After that incident, Hannaford installed near-real-time backup systems for its mainframes and key Unix and Windows servers at another data center about seven miles away, as well as at a smaller facility in upstate New York. "It's kind of a poor man's cluster," Roberts said.
In an August 2007 IDC survey of 350 data center professionals, about 37 per cent of the respondents said that their data centers had experienced an outage of some sort. The survey did not ask about the length of outages or when they occurred.
Matthew Eastwood, an IDC analyst, said human error is the most common cause of data center outages. Causes range from mistakenly hitting the emergency power-off button to tripping over a power cord.
The second most common causes of outages are incidents outside of the data center's control, such as what happened at Hannaford.
Eastwood said that data centers can also face problems when cooling and power equipment, which are often overseen by the facilities group, are not in sync with IT requirements.
"Both groups should report into the same organization," or at least they should better coordinate their plans, Eastwood said.
Toyota Financial Services found another route to cutting down on short-term data center outages.
Not too long ago, the company had what it considered major incidents -- outages of at least an hour -- three or four times a week, according to Dave Howard, national manager of service management at Toyota's financing arm.

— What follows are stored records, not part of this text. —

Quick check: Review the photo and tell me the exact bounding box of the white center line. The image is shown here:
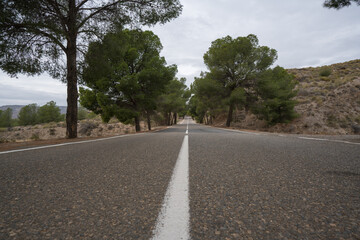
[152,135,190,240]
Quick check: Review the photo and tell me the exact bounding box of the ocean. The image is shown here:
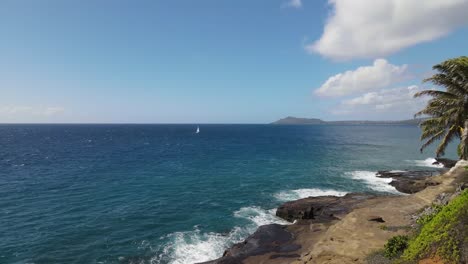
[0,125,456,264]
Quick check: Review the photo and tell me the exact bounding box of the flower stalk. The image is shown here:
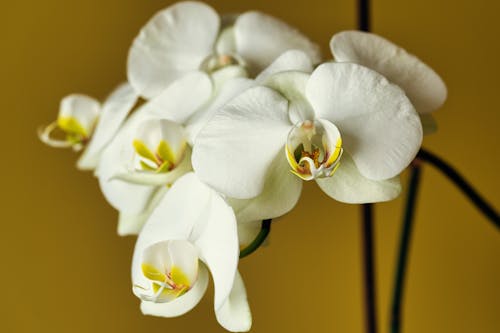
[391,158,422,333]
[417,148,500,228]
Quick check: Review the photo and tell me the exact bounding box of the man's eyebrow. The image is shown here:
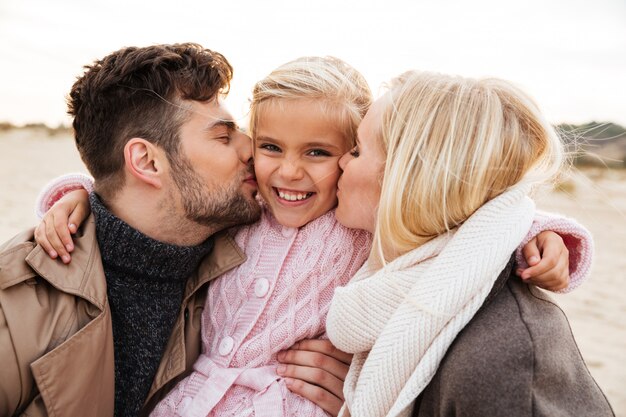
[206,120,239,130]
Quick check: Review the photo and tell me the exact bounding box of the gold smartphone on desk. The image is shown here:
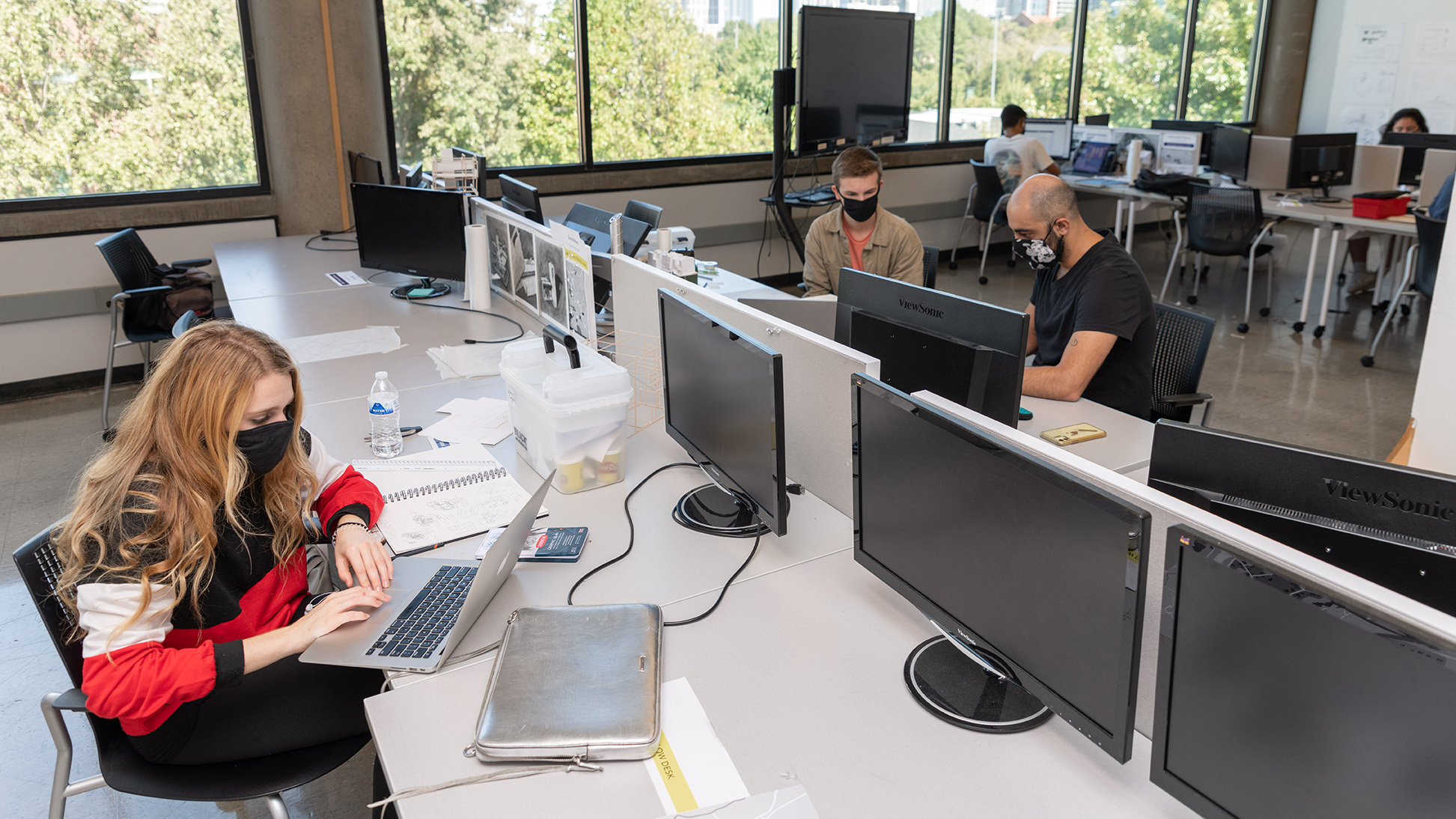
[1041,424,1106,446]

The problems included downed networks, enterprisewide application problems, and server or facility outages, he said.
Since the company adopted the Information Technology Infrastructure Library, or ITIL -- best practices for managing systems and networks -- outages have been cut back to one every three or four months, according to Howard.
"Because we have better incident and change management, when something goes down today, we know what happened," Howard said. "And 70 per cent to 80 per cent of the time, it's our service providers and not us."
Left unchecked, outages could have increasingly dire consequences for businesses, analysts noted.
Consider the fact that, as part of the movement toward data center consolidation and server virtualization, companies are centralizing increasing amounts of equipment in single data centers. "If 60 per cent of your assets are centralized in one data center [and] the data center is down, the business is down, too," said IDC analyst Michelle Bailey.
She said data center managers should use that kind of reasoning to convince wary executives of the potential ROI of new systems that could prevent potential disasters.